Cependant, le livre se caractérise également par une vénération portée à la nature et à ses créations, ce qui pourrait facilement trouver un écho avec les nombreux mouvements dans lesquels s’inscrit notre époque. Mais là encore, André Lichtenberger évite de prendre une position d’homme face à la nature ; au contraire, il immerge son lecteur dans la nature pour mieux la lui faire contempler – et par conséquent, le dogmatisme en est très éloigné. Jusqu’aux derniers mots, c’est avant tout la poésie qui qualifie ce roman, qui fut sans doute unique en son époque : « La mer mauve s’enflamme sous les rayons de feu. De légères nuées d’or, de pourpre et d’azur préparent à l’horizon le lit radieux de l’astre » (p.265).
Le livre n’a proprement de magique que les êtres mythologiques qui en sont ses héros : centaures, faunes et tritons. Le fait que chaque dominateur et chaque tête croisée porte un prénom le fait quelque peu entrer dans la veine du conte. Mais c’est bien le récit d’une déchéance que nous raconte André Lichtenberger : émouvant, impitoyable, sans pour autant se départir d’une possibilité de rédemption, dans un prolongement presque biblique.
A l’occasion de cette réédition, les illustrations de Victor Prouvé, réalisées pour l’édition de 1924, ont été reproduites : Callidor nous permet ainsi de découvrir le talent d’un artiste qui avait composé des couvertures exceptionnelles pour Le Livre de la Jungle ou Salammbô. Quant aux Centaures, il a su distiller un souffle de vie indéniable aux personnages d’André Lichtenberger : son trait est vif, traduisant une mobilité qui sous-tend le drame des centaures et inscrivant, au final, son travail dans la modernité.
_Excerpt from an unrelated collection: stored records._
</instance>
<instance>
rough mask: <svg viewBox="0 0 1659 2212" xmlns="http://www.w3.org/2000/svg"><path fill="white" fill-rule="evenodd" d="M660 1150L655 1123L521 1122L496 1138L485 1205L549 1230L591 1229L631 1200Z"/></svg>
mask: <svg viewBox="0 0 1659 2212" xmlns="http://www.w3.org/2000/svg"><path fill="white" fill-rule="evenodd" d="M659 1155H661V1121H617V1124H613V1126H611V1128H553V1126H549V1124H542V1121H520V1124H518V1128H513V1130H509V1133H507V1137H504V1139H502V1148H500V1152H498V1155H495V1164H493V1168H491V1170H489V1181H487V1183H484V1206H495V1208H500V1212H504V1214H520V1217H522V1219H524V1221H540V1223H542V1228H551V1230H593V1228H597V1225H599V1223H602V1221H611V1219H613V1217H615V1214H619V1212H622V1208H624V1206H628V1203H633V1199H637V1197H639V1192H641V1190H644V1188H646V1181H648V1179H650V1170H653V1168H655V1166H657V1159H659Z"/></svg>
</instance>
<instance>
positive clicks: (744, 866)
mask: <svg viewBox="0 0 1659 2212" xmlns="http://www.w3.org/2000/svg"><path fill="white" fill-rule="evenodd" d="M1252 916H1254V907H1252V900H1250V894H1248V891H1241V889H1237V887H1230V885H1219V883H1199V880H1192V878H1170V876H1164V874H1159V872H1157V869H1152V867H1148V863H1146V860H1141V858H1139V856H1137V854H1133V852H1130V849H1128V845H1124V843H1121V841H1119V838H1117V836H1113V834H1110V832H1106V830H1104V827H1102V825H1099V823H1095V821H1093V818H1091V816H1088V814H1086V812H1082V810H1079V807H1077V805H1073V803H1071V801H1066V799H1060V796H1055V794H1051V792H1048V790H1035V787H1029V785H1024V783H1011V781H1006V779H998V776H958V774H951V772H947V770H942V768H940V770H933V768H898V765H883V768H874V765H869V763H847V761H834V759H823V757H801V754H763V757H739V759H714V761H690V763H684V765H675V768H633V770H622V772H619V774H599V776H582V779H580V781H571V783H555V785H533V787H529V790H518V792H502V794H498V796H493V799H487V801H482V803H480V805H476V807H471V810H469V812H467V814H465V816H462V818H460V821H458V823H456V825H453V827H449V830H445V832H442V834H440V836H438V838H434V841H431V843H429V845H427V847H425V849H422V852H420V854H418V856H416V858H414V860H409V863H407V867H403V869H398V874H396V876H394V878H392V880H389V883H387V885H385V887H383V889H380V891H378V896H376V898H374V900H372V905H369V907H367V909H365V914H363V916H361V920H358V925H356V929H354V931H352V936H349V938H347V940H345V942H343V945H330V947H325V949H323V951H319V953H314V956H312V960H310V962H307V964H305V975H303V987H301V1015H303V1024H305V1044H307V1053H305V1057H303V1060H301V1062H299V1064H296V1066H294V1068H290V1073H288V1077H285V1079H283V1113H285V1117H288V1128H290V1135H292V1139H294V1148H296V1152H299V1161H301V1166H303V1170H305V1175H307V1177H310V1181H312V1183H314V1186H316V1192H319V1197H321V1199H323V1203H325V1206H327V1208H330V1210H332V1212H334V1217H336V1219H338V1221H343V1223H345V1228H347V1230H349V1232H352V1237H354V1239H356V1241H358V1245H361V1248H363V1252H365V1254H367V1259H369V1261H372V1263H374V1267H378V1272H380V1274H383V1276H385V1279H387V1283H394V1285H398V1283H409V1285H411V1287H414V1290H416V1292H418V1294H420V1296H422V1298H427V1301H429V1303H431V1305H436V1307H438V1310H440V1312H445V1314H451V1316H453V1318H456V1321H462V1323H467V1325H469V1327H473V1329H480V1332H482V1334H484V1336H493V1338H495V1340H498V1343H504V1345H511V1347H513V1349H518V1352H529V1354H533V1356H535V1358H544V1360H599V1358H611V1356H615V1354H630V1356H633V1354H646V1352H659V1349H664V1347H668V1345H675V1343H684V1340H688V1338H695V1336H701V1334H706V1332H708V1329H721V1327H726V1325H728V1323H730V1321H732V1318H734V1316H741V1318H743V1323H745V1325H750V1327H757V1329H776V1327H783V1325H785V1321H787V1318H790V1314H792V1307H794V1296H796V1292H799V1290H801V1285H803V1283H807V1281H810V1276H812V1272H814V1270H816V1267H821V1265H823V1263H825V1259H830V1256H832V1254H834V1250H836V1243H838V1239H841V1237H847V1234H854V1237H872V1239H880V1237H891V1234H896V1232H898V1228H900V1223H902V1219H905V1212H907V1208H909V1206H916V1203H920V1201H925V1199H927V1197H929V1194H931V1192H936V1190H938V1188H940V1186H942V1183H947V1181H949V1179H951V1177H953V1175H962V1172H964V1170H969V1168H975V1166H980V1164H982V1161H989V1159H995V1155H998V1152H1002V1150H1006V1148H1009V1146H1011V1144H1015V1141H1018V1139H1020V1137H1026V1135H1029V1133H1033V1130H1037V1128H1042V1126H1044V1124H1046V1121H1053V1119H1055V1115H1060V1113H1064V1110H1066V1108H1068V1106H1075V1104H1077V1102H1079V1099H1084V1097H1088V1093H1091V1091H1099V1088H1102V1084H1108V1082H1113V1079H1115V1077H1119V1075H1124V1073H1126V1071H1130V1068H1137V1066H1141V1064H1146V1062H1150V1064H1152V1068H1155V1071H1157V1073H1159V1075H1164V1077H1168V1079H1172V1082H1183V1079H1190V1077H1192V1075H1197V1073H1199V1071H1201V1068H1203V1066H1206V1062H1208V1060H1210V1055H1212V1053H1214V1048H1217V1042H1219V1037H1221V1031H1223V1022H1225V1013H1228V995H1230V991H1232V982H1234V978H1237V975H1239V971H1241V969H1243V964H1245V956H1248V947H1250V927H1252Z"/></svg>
Selon Marguerite Lichtenberger, la fille de l’auteur, de toutes ses créations, Les Centaures fut le « livre préféré » de son père.
François Baillon
Agrégé d’histoire et géographie, docteur ès lettres, André Lichtenberger (1870-1940) fut essayiste, romancier et un grand spécialiste du socialisme. Il écrivit autant pour les adultes que pour les enfants. Mon Petit Trott (1898), destiné à la jeunesse, reste très célèbre.